• Lavender, honey, olive oil....

    May 4, 2014

    Liz Wells

    Lavender, honey, olive oil, huge bulbs of purple garlic, stacks of green and white asparagus, market stalls laden with saucisson, enormous punnets of strawberries! I am on holiday in the Garden of Eden that is Provence, as a guest of Savannah College of Art (SCAD) on their French campus at Lacoste, near Apt, about an hour southeast of Avignon. I am presently the sole occupant of an 8 bedroom stone built house with views over the valley to the slightly larger village of Bonnieux perched on the next hillside. Limestone predominates, and the slopes bear remarkable white scars where vegetation doesn’t grow. Bonnieux villagers can look back at Lacoste, particularly at the now derelict castle where the infamous Marquis de Sade lived under house arrest. SCAD’s properties include a former farm in the valley, currently a base for interior design students engaged in a consultancy to convert the former railway station in Apt into an active community space. It is reputed that the farmhouse is where the Marquis’s guests were housed, awaiting their turns for evenings up the hill.

    I worked my passage in the form of ‘crit’ seminars with three different groups of students, juniors (equivalent to BA Year 2) and seniors (final year), most of whom are majoring in photography. Some projects were memorably impressive in scope, questions, experiment and imagination. There is little to do in Lacoste at this time of year; the village has two cafés, one shop, and a small tourist information. SCAD maintains their own refectories, a little library in a former boulangerie with rooms on many levels where, somewhat like Alice in Wonderland, not only do I keep bumping my head but also you find students curled up with books in every corner. They have 24 hour access to studios and darkrooms (chemical and digital). There are no painters here this term; textiles, art and architectural history, and industrial design complete the five departments present for the Spring term. The Summer term (July onwards) is probably more raucous as the other major presence in the village is Pierre Cardin who owns various design shops (closed at the moment) and arrives with guests for the July music festival that he runs in one of the former quarries above the village.
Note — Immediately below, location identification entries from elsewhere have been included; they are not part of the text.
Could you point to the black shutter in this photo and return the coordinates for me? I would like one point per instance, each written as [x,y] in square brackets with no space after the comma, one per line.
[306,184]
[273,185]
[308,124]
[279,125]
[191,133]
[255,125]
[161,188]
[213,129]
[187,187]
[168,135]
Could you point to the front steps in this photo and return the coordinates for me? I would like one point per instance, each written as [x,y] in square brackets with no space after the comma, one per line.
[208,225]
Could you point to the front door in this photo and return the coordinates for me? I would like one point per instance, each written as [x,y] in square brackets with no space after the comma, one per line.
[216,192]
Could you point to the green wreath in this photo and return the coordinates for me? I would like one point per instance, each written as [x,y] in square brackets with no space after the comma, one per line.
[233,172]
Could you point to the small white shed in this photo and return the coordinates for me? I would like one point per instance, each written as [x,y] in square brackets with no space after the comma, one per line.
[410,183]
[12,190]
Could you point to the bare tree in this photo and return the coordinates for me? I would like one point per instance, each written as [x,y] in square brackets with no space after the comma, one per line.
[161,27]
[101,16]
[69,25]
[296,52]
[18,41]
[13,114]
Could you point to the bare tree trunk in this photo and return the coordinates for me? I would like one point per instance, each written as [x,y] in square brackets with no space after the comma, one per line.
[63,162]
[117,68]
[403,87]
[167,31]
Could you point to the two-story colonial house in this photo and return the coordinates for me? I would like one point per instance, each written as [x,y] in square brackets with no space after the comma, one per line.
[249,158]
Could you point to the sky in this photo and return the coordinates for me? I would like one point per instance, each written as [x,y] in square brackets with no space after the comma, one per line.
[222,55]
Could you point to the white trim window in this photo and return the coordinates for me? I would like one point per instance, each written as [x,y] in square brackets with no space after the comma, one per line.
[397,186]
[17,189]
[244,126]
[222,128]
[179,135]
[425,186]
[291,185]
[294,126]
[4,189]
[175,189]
    So, how to make photographs that don’t look like tourist calendars in a landscape replete with regimented vines, poppy field currently in glorious red bloom, and every green hue that can possibly be imagined? There are village characters, picturesque homes and old farm equipment. But there are also caves, steep hillsides, and multiply layered histories. Apparently a cache of arms hidden in a blocked off cave was found only recently when doing conservation work in Lacoste; who knows how many more there may be, and how many personal histories and memories are implicated. It is no accident that there is a museum of the second world war at Fontaine de Vaucluse; this whole region was active in the resistance.

    The name of this village some 40 minutes from Lacoste refers to the ‘fountain’ the top of the Sorgue valley, overlooked by the ruins of a medieval castle. Water gushes up from a source somewhere deep below the stone into a natural bowl surrounded on three sides by stark cliff face; at this time of year it rushes it’s way down the gorge over stones and round dams – although I am told that by high summer it will be a more benign stream. Henry James visited as a gesture of homage to the Renaissance Italian poet, Petrarch (who lived and wrote here for many years), and complained somewhat testily at huge waterwheels powering a woollen mill and a paper mill that for him interrupted what would otherwise have been a picturesque walk to the river source. I thought them rather impressive as industrial legacies; I especially like the fact that one of them still runs the studio where they continue to hand-make paper.

    But the valley also lends itself to reflection on land, landscape, place and community in terms of change and development. My host, Tom Fischer, who has pursued various photography projects concerned with land and environmental degradation, including working with environmental lawyers in the US West. He has been visiting Lacoste since SCAD took over an existing art school there about 14 years ago, and has become very interested in the Luberon region, particularly the valley farms in the valley in the Lacoste area. In effect, by their presence, the American students are creating an archive for the future, simply by photographing in the present – assuming, of course, that they find ways of seeing that transcend the calendar pictorial.